POLITIQUE
27/04/2016 09:17 EDT | Actualisé 27/04/2016 10:37 EDT

Nouveau départ pour le centre Mélaric

Anne-Louise Despatie/Radio-Canada

Après avoir provoqué sa fermeture en raison de compressions budgétaires en janvier dernier, Québec permet la réouverture du centre de désintoxication Mélaric, situé à Saint-André-d'Argenteuil, en Outaouais, grâce à une enveloppe de 6 millions de dollars allouée pour l'ensemble des centres de désintoxication de la province.

Le centre Mélaric bénéficiera d'une partie de cette enveloppe récurrente, tout comme les autres centres de traitement québécois, selon le nombre de résidents hébergés.
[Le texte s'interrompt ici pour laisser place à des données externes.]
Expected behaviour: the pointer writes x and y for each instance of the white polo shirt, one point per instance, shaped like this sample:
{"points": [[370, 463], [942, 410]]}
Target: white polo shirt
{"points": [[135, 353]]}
La ministre déléguée à la Réadaptation, à la Protection de la jeunesse, à la Santé publique et aux Saines habitudes de vie, Lucie Charlebois, en a fait l'annonce ce matin à Québec en compagnie de la directrice générale adjointe de l'établissement, Lise Bourgault. Émue, cette dernière a dû essuyer quelques larmes au cours de l'annonce de la ministre.

« Ça fait depuis 2013 que je suis aux commandes du bateau de Mélaric et les clients qui viennent à Mélaric sont pratiquement mes enfants », a déclaré Mme Bourgault pour expliquer son émotivité. « Quand on est tous les jours avec cette clientèle, on s'attache à ces gens-là. Ils ne sont pas devenus alcooliques ou toxicomanes pour rien. Ils ont un vécu derrière tout ça. »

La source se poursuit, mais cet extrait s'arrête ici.